It came over him with an insistence that he, too, would
like to roam the world, and see strange places and old marble
palaces with steps descending into the blue sea water, and islands
with precipices and beaches and palm trees.
Almost awed at his own presumption he sat down and wrote to Miss
Fenacre.
It was a short note, formally addressed, begging her for a
position in the engine-room staff. He knew, he said, that the
quota was probably made up, and that he could not hope for an
important place. But if she would take him as a first-class
artificer he would be more than grateful, and ventured on the
little pleasantry that even if he had to be squeezed in as a
supernumerary he was confident he could save her his pay and keep
a good many times over.
He got an answer a couple of days later, addressed from a
fashionable New York hotel and granting him an interview.

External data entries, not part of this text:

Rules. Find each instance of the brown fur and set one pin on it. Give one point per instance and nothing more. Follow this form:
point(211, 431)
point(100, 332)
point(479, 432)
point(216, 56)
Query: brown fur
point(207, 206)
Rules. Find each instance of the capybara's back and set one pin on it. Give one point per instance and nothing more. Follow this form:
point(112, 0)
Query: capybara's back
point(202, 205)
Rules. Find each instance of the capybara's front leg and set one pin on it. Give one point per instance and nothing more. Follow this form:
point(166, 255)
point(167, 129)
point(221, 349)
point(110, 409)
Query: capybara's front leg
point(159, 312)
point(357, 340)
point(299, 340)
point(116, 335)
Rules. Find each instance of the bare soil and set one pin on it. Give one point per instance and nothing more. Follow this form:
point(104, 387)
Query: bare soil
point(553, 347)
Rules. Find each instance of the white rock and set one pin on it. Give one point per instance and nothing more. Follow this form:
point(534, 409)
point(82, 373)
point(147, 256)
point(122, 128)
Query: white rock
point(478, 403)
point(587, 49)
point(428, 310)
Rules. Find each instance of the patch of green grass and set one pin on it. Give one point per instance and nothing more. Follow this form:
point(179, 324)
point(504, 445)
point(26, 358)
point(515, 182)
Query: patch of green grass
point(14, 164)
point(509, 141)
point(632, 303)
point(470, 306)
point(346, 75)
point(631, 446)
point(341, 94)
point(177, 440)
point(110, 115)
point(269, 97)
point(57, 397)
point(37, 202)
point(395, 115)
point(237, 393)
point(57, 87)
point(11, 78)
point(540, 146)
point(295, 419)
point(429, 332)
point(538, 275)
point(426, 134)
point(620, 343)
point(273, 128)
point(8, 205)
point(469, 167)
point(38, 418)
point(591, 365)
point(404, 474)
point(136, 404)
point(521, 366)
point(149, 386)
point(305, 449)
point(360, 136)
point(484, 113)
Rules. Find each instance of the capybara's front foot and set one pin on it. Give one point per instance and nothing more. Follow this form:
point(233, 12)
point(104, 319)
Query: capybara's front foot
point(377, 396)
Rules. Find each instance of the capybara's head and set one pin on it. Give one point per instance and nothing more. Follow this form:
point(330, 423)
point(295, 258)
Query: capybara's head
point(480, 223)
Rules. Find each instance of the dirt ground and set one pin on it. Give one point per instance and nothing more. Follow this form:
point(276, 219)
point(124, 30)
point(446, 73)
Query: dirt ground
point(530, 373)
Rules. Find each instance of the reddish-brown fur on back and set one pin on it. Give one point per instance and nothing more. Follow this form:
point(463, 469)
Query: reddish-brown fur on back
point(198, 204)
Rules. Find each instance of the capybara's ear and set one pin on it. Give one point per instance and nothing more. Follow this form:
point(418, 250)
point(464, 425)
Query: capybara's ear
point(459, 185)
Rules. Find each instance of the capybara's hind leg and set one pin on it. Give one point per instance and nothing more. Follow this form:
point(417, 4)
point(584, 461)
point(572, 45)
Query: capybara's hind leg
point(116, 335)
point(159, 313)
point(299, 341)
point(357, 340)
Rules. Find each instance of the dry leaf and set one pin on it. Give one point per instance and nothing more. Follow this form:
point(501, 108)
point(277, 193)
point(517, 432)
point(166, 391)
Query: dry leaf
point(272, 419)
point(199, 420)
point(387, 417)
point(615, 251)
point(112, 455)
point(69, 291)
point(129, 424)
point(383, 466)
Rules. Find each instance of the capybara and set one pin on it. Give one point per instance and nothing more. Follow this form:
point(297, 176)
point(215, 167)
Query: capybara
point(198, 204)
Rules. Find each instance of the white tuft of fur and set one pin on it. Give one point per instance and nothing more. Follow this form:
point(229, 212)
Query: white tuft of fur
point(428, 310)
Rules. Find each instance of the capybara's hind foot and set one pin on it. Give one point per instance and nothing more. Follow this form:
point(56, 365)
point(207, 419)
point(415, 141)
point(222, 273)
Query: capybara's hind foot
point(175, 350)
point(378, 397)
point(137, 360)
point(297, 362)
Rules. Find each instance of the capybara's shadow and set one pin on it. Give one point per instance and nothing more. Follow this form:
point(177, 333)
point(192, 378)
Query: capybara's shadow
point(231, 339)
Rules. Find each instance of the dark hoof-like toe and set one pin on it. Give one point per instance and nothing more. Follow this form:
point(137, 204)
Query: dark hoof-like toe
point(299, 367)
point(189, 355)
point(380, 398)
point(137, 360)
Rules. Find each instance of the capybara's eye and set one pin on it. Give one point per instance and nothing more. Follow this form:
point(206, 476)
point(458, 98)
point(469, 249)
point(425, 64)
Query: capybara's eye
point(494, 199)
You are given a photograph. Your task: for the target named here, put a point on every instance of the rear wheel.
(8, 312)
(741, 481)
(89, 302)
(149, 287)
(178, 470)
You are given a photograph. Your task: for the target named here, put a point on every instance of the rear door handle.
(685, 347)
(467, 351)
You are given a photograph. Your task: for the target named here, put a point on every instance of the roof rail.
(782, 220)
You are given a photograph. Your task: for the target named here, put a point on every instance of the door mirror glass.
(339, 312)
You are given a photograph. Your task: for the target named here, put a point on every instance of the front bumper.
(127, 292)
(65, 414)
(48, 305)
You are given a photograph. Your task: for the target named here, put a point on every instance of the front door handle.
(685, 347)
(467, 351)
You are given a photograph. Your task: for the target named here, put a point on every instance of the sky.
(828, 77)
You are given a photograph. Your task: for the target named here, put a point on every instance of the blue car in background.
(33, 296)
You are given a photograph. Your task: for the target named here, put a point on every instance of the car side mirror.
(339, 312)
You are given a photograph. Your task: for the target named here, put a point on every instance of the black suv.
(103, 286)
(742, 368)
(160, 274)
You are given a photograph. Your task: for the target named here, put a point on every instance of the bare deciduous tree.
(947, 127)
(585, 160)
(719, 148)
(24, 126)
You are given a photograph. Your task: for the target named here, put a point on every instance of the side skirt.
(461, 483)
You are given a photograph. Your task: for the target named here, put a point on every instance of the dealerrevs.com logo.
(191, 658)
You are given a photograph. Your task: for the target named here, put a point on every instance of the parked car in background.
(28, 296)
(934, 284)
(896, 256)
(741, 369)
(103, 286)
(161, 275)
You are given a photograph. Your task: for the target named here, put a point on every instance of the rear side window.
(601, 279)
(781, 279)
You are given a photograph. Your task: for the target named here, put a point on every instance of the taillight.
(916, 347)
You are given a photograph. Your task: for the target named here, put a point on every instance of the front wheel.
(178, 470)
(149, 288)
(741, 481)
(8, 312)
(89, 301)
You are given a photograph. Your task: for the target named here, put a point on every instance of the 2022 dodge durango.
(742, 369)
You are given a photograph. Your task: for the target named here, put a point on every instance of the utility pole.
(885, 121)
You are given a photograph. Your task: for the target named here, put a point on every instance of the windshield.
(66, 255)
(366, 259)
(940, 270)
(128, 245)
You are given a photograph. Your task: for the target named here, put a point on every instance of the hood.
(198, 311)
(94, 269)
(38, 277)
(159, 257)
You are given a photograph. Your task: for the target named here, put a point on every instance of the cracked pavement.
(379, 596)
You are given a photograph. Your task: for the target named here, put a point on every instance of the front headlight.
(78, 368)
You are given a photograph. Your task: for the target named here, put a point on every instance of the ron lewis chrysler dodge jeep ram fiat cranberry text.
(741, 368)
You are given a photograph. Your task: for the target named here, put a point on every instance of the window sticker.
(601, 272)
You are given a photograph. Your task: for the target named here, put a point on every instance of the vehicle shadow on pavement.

She
called him "dear Frank," and signed herself "ever yours," and said
that of course she would give him anything he wanted, only that
she would prefer to talk it over first.
He put on his best clothes and went to see her, being shown into a
large suite on the second floor, where he had to wait an hour in a
lofty anteroom with no other company but a statue of Pocahontas.
He was oppressed by the gorgeousness of the surroundings--by the
frowning pictures, the gilt furniture, the onyx-topped tables, the
vases, the mirrors, the ornate clocks. He was in a fever of
expectation, and could not fight down his growing timidity.